# UML Übungsaufgaben gesucht



## godi (31. Aug 2010)

Hallo!

Ich beschäftige mich gerade mit UML 2 und suche dazu kleine Übungsaufgaben die ich modellieren kann. Schön wäre es auch wenn es Lösungen zu den Beispielen gibt oder ich meine Lösungen ins Forum posten kann damit ich ein Feedback bekomme ob ich es auch richtig mache.

Für die Theorie habe ich mir schon ein Buch (UML Das umfassende Handbuch) besorgt das ich auch ganz gut finde da es auch einen Bezug zu Java herstellt.
Nur fehlen mir noch Übungsbeispiele wo ich dann auch mein "Wissen" anwenden und testen kann.

Wäre super wenn jemand ein paar Beispiele oder links zu Beispielen hat und sie mir zur Verfügung stellen kann! 

godi


----------



## Heady86 (1. Sep 2010)

Hi,

also auf FH/Studiumsseiten oder ähnlichem findet man immer einiges an Übungsblättern mit Lösungen:

z.B.

- Aufgabe (ohne Lösung)
- Lösung

grüße


----------



## godi (16. Sep 2010)

Hallo!

So nachdem ich die UML kurz mal ein wenig vernachlässigt habe, habe ich wieder was weitergemacht.

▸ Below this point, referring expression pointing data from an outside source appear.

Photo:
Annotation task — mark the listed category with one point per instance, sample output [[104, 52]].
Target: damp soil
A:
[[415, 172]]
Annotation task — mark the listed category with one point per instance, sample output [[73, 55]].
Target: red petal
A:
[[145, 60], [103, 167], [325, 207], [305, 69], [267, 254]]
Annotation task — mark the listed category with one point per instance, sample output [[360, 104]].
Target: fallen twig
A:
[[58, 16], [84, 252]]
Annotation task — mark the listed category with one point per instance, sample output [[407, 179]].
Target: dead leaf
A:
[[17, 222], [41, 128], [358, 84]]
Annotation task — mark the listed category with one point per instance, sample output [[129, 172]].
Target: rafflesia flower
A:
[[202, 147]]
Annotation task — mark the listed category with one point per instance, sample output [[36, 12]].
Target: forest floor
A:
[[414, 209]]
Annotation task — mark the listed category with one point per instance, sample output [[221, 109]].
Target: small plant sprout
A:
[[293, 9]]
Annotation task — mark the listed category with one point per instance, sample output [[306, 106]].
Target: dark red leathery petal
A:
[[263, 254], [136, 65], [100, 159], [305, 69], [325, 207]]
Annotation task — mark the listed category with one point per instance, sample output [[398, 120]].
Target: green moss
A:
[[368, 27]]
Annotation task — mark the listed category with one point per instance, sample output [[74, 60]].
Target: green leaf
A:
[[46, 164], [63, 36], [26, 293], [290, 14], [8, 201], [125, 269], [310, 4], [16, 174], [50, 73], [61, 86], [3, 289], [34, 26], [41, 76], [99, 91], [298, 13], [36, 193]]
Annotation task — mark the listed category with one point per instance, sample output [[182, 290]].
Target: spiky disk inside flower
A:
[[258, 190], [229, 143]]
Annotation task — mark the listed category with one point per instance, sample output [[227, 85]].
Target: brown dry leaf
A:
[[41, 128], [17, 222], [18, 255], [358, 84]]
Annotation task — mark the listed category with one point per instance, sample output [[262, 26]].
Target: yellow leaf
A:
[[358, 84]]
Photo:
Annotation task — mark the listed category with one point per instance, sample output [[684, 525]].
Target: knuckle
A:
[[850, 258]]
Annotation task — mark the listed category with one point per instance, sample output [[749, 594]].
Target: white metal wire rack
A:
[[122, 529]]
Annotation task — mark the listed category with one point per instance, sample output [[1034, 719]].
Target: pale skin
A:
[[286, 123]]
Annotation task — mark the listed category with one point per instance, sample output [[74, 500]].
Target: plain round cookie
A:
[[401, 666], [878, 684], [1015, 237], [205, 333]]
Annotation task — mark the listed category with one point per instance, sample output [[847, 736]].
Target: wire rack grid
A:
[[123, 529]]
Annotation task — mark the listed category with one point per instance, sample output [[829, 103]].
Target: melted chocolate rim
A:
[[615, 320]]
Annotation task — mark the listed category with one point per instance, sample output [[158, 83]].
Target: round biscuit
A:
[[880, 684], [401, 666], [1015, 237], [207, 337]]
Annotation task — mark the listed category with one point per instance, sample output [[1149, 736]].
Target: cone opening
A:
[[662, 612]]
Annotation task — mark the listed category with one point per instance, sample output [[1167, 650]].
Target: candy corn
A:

Im Anhang befindet sich ein kleines Beispiel für ein Use Case.
Wäre super ob mir wer sagen könnte ob das in etwa so passt. 

godi


----------



## godi (18. Sep 2010)

Hallo!

Naja anscheinend beschäftigen sich hier nicht recht viele Leute mit UML...

Kennt jemand ein gutes (deutschsprachiges) UML Forum? 

Ich würde echt gerne UML anständig lernen nur ist das ein wenig schwierig alleine.

godi


----------



## Marcinek (21. Sep 2010)

Hallo ;D

Das wissen um UML passt auf eine DIN A4 seite.. Obwohl das einen hohen Rang in der Schule / Uni hat, wird es im realen Leben nicht so oft eingesetzt, wie dies die Uni suggerirt ..

Es gibt 10000 Bücher zu diesem Thema, da gibt es auch Übungsaufgaben.

Gruß,

Marcinek


----------